- Genre: Romantic comedy
- Created by: Arah Jell Badayos
- Written by: Chie Floresca; Akeem del Rosario;
- Directed by: Raz de la Torre
- Starring: Kaori Oinuma; Jeremiah Lisbo; Karina Bautista;
- Opening theme: "Biglaan" by Belle Mariano
- Composer: Trisha Denise
- Country of origin: Philippines
- Original language: Filipino
- No. of episodes: 13

Production
- Executive producers: Carlo Katigbak; Cory Vidanes; Laurenti Dyogi; Jamie Lopez;
- Production company: RCD Narratives

Original release
- Network: YouTube
- Release: October 18 – November 29, 2024

= Halfmates =

Philippine streaming television miniseries

Halfmates is a Philippine romantic comedy web series directed by Raz de la Torre.

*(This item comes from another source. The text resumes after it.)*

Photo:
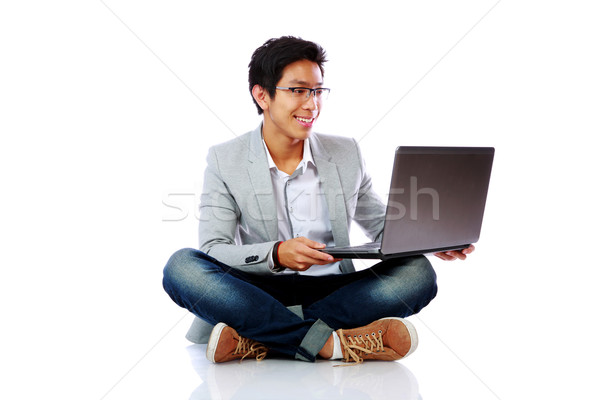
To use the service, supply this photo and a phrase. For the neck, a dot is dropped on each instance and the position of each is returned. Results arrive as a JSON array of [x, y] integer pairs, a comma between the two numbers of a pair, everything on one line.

This series top-billed by Kaori Oinuma and Jeremiah Lisbo, premiered on October 18, 2024, on ABS-CBN Entertainment YouTube channel.

==Premise==
Dani who is a former OFW, and James an introvert guy, have their lives intertwined after finding out that they were scammed in a double sale of their dream house.

==Cast and characters==
===Main cast===
- Kaori Oinuma as Daniela "Dani" Del Rosario - a young and sunny former OFW working as a nurse in New Zealand. She is also a streamer and content creator.
- Jeremiah Lisbo as James Florendo - a workaholic Accountant, an introvert and structured guy.
- Karina Bautista as Joane, James officemate and girlfriend

===Supporting cast.===
- Peewee O'Hara as mama Siony, Dani's grandmother
- Archie Adamos as Dani's father
- Marnie Lapus as Dani's mother
- Pamu Pamorada as Dani's older sister
- Mimi Orara as Nay Hara Kupitan, the one who sold the house to Dani and wife of Bebong.
- Raul Montessa as Robert "Bebong" Kupitan, James' client and the one who sold him the house.
- Batit Espiritu as son of Hara and Bebong Kupitan
- Markus Paterson as Gary Salcedo

===Cameo/Guest cast===
- Karenina Sual as Dani's colleague/ fellow nurse in Auckland Pediatrics (ep.1)
- Regine Roda as waitress in Dani's snack bar (eps. 6, 8 and 13)
- William Morano Jr. as passerby (ep. 5)
- Art Hermida as passerby (ep. 5)

== Episodes ==

| No. | Title | Original air date |
| 1 | "Scammed" | October 18, 2024 |
Dani and James, two strangers with very different personalities, move into the same house and quickly discover they've been scammed.
| 2 | "Double Sale" | October 22, 2025 |
Dani and James agree to share the house until they can find the couple who scammed them and settle the matter.
| 3 | "House Rules" | October 25, 2025 |
Dani agrees to live with James, but things get tense when she decides to put up a snack bar in the garden.
| 4 | "It's Complicated!" | October 29, 2025 |
Dani's family visits, creating awkwardness as Dani convinces them that James is just her snack bar manager.
| 5 | "Road Trip" | November 5, 2025 |
Dani and James attempt to find the couple who scammed them but end up bonding over a series of unfortunate events.
| 6 | "Out of the Bag" | November 5, 2025 |
Joane confronts James about living with Dani. Meanwhile, Dani focuses on launching her new snack bar despite the drama.
| 7 | "Making Up" | November 8, 2025 |
Dani and James are forced to keep up pretenses when Mama Siony drops by unannounced. Later, Mama Siony reveals that she knows their secret and asks them if they've given much thought to what happens when their situation is resolved.
| 8 | "A New Housemate" | November 15, 2025 |
Joane moves in, causing tension among the housemates.
| 9 | "Realizations" | November 19, 2025 |
Dani is forced to confront her feelings for James and realizes she must ignore them so James and Joane can fix their relationship.
| 10 | "New House Rules" | November 19, 2025 |
Dani stays away from James and Joane as they work on their relationship. However, she ends up witnessing Joane kissing another guy.
| 11 | "Unpacking Feelings" | November 22, 2025 |
When James returns to find Joane gone, Dani and James must deal with the third buyer claiming the house while also confronting their feelings for each other.
| 12 | "NGL, Falling 4 U" | November 25, 2025 |
James breaks up with Joane. As he prepares to leave the house for good, Dani wrestles with her feelings for James.
| 13 | "Housemates No More" | February 5, 2025 |
As Dani struggles with her feelings for James, he surprises her at the snack bar, revealing his real feelings for her.